The business owner is in a job that takes a huge amount of their life, with a suicide rate four times higher than average.
People accuse veterinarians of being in it for the money, the same day another owner decides to euthanize their dog because they don't want it anymore. While an angry owner on social media is rallying pitchforks over something that the vet can't even respond to due to privacy standards.
I have no sympathy for PE that's wandering around our lives, destroying the actual purpose of businesses to extract profit from everyone they can.
Waste and inefficiency is real. As unpalatable as it is, cleaning up the mess of decay often requires brutal methods. That begs the question, is waste and inefficiency socially undesirable? Maybe not. Maybe not on certain scales or in isolation. But waste compounds.
A certain amount of inefficiency or slack is necessary buffer in any system to reduce brittleness. When a problem occurs, a system that is running with 50% slack can recover more easily than a system with 5% slack.
See Germany's rail network, where almost every time-slot is occupied by a train, and then one train is delayed, and the system collapses with nobody getting to their destination on time for the rest of the day, until the overnight buffer.
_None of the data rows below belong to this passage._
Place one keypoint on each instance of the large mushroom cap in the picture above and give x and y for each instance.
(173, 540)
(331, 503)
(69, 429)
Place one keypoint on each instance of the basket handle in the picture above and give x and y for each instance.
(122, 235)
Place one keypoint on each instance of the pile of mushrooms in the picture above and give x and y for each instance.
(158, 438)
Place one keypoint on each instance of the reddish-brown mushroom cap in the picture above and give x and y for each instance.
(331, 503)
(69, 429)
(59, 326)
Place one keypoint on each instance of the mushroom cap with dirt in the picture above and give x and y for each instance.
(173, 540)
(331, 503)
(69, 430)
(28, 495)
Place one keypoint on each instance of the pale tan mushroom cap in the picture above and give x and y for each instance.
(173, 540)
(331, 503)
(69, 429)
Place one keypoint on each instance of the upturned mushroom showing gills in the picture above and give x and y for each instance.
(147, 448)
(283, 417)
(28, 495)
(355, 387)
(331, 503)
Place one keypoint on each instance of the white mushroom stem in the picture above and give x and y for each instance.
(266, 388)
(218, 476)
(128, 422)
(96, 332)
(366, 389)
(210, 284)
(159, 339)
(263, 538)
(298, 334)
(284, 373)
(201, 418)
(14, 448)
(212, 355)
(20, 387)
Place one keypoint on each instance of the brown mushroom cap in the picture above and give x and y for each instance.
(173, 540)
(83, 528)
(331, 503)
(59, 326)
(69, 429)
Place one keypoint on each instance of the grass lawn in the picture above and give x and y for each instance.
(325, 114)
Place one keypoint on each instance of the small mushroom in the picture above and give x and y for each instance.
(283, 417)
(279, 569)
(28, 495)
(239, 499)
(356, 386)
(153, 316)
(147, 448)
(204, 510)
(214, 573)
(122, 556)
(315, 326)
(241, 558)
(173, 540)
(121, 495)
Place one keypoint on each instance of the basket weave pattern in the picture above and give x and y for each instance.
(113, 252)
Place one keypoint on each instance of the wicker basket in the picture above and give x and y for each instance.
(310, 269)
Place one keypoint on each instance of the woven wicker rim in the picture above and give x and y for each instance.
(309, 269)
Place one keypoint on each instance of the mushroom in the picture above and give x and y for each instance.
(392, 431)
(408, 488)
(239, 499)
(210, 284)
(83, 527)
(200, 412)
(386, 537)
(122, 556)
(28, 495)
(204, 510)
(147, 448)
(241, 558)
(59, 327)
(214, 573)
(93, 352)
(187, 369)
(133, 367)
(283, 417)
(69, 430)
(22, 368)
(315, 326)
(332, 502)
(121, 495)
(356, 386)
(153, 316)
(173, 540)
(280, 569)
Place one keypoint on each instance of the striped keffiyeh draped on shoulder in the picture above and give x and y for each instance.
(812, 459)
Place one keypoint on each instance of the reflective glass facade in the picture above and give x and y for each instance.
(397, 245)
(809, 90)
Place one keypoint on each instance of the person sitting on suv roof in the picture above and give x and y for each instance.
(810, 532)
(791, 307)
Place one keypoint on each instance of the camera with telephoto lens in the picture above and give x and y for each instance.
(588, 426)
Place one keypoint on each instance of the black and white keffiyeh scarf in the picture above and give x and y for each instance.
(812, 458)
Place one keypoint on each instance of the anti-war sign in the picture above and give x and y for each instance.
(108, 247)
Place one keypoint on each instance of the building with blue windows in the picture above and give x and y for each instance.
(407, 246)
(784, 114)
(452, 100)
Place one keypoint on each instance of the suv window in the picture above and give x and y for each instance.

In queuing problems, queue length (which means latency) is inversely proportional to slack time. If a network link is running a 90% capacity, on average there are 10 packets queued up and a packet that arrives will have to wait for 10 packet transmission times. At 99%, 100. At 99.99%, 10000. And if you try to use exactly 100% of your network link, the expected queue length is infinity, and the expected latency is infinity, which will not occur in practice because sometimes it will exceed available memory and packets will be dropped, even though utilization never exceeded 99.9999...%.
That work had already been done. To throw it all away for VC or PE to squeeze the life out of it and by extension the community, that's just sad, and a net negative for society. I don't really care about who to blame, the PE or the business owner who sold, the process is destructive.